Xavier Bettel Visits Cardiology Hospital in Mongolia where Luxembourg Supports Telemedecine Project
On Saturday 16 July, during his visit to Mongolia where he attended the 11th ASEM Summit meeting in Ulat Bator, Luxembourg’s Prime Minister, Xavier Bettel, visited two hospitals with which Luxembourg has established links via its overseas development aid programme.
Bilateral cooperation between Luxembourg and Mongolia was established 15 years ago; from the beginning, it focused on the healthcare and telemedicine.

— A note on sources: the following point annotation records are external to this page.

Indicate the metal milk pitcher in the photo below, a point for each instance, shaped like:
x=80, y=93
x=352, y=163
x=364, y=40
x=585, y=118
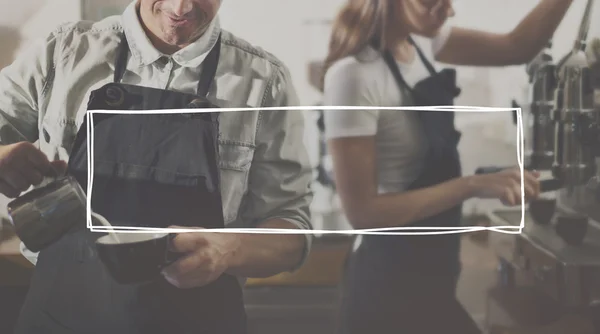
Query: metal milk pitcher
x=43, y=215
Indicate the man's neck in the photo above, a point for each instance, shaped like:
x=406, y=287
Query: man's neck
x=160, y=44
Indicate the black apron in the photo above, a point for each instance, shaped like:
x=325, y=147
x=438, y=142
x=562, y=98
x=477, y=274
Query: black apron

The “Cardiovascular Centre, maternal and child health and expansion of telemedicine” project began as a modest development project to establish a network of cardiologists and has developed into a national programme and an international benchmark for telemedicine and building medical capabilities. Between 2001 and 2016, the project budget amounted to €13.9 million, of which €2.5 million was funded by Mongolia. The goal of the project is to strengthen medical skills in Mongolia, both at central and provincial levels, and establish a telemedicine network, initially for cardiovascular disease, also maternal and child health.
Luxembourg’s Prime Minister, Xavier Bettel, and the Mongolian Minister of Health and Sports, Sambuu Lambaa, visited the Shastin hospital in Ulan Bator, specialised in the field of cardiology, and is the centre of the telemedicine network in Mongolia.
The telemedicine network enhances the exchange and collaboration between physicians throughout the provinces and allows them to participate in specific training programmes run by the Central Hospital of Shastin. Through this project, the rate of cardiovascular mortality decreased by 23% between 2003 and 2015, and 21 provincial hospitals have been connected by the telemedicine network via the Shastin central hospital.
“This project illustrates the potential of new technologies for improving public health and quality of life,” explained the Prime Minister. “Thanks to the expertise acquired through this project, Luxembourg has been able to develop the use of new technologies in many development cooperation projects in other countries.”
Then the Prime Minister and the Minister of Health and Sports visited the National Mother-Child Health Centre in Ulan Bator, which has maintained the Mother-Child telemedicine network in Mongolia since 2012, when telemedicine has been extended to maternal and child health components. Since the commissioning of this programme in Mongolia, the maternal mortality rate fell from 58.6 to 23 per 100,000 births between 2012 and 2015.
“While the results of this project are very satisfactory, we still need to redouble our efforts and work together to further improve the lives of children and their mothers in Mongolia,” said the Prime Minister.